Friday, June 17, 2016

Microsoft licenses cloud services to monitor legalized marijuana sales

Reviews, company announces partnership with Kind Financial, a Los Angeles firm that sells computer systems to governments that track legalized marijuana sales


Microsoft, the famously conservative company best-known for producing office software like Windows, has taken the unexpected step of entering the burgeoning industry of marijuana.

The company, founded by Bill Gates, announced a partnership on Thursday with Kind Financial, a Los Angeles firm that sells computer systems to governments that track legalized marijuana sales. 

Microsoft, which is headquartered in Washington, a state where recreational cannabis is now legal, is licensing Kind to sell Microsoft cloud services to authorities to monitor sales – rather than becoming directly involved in the trade itself.

Kind, founded in 2013, sells pot tracking software to growers, sellers and governments. But even the cannabis company recognizes the foundations of its business is controversial in some quarters.

Its website is straight-laced and includes no images of the multi-tipped leaf synonymous with getting high. And as CEO David Dinenberg stressed repeatedly during a brief interview, “We absolutely do not touch the plant.”

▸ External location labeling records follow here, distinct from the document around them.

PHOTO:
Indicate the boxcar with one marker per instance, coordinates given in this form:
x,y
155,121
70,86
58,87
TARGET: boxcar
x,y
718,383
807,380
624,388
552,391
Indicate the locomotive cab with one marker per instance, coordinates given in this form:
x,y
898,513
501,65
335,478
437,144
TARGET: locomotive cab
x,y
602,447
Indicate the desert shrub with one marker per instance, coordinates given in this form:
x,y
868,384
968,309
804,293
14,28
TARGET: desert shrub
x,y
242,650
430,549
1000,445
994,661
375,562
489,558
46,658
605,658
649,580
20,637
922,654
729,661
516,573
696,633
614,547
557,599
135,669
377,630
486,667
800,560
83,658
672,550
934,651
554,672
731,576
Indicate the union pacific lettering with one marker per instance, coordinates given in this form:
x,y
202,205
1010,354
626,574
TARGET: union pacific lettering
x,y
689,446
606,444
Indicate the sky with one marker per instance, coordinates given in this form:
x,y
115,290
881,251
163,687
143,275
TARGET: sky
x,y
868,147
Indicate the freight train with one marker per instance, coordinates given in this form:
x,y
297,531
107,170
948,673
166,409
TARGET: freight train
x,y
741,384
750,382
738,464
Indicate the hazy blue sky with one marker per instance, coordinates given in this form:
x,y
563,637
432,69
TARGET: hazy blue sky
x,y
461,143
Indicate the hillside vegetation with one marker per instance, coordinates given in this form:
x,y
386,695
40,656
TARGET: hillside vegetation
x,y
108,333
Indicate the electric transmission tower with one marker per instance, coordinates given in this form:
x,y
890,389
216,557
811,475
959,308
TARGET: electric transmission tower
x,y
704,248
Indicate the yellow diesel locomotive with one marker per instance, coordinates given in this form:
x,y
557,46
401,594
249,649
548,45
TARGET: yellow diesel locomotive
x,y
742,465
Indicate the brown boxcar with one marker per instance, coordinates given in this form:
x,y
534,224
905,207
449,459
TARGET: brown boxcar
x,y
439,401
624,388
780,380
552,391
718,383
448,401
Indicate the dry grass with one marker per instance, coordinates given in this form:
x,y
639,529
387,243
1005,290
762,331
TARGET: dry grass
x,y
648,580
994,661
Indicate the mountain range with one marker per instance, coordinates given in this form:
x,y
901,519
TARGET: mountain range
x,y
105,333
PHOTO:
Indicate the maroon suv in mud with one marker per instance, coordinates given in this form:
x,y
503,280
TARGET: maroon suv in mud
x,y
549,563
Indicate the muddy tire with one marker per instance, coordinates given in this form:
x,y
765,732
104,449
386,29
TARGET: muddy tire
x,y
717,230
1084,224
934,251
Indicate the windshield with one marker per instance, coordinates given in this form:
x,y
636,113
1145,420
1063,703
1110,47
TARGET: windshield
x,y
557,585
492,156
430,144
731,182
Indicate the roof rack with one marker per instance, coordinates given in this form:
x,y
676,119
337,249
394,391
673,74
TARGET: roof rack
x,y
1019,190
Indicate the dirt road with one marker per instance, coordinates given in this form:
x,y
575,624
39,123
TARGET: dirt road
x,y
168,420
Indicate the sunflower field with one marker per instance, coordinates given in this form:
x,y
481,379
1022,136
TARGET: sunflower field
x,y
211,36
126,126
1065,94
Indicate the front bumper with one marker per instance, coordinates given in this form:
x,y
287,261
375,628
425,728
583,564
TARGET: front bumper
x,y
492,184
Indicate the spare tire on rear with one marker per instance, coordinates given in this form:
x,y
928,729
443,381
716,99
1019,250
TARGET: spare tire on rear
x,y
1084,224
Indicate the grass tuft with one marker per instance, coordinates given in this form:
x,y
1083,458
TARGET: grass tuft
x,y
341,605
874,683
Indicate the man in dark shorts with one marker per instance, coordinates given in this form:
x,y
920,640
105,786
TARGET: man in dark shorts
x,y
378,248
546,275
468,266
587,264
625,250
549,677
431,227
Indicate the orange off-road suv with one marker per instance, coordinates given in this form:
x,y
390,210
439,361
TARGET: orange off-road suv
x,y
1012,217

However, Microsoft, has still created a milestone in America’s slow progression towards accepting marijuana, which remains illegal under federal law. For that reason, many banks won’t work with companies involved in the regulated pot industry.

Some 25 states allow the sale of marijuana in certain circumstances, mostly with a prescription or license from a doctor. At least four states plan to vote this fall on following Washington, Oregon and Colorado in permitting recreational use of the drug.

“It’s a pretty substantial day of legitimacy, I believe, for the industry as a whole,” said Dinenberg. In the past, he’s explored partnerships with companies who wound up being “a little apprehensive to hear what the mainstream client would think”. Click here to relax animals for kids

Kind will pursue government pot compliance contracts by pitching Microsoft’s Azure cloud services. Microsoft’s government sales team will work with Kind inbidding on those contracts, Dinenberg said.

Kind and Microsoft already have bid on a contract in Puerto Rico, which began allowing medical use of marijuana this year, Dinenberg said.

“Kind agreed that Azure Government is the only cloud platform designed to meet government standards for the closely regulated cannabis compliance programs,” said Kimberly Nelson, Microsoft’s executive director state and local government solutions. “We look forward to working together to help our government customers launch successful regulatory programs.”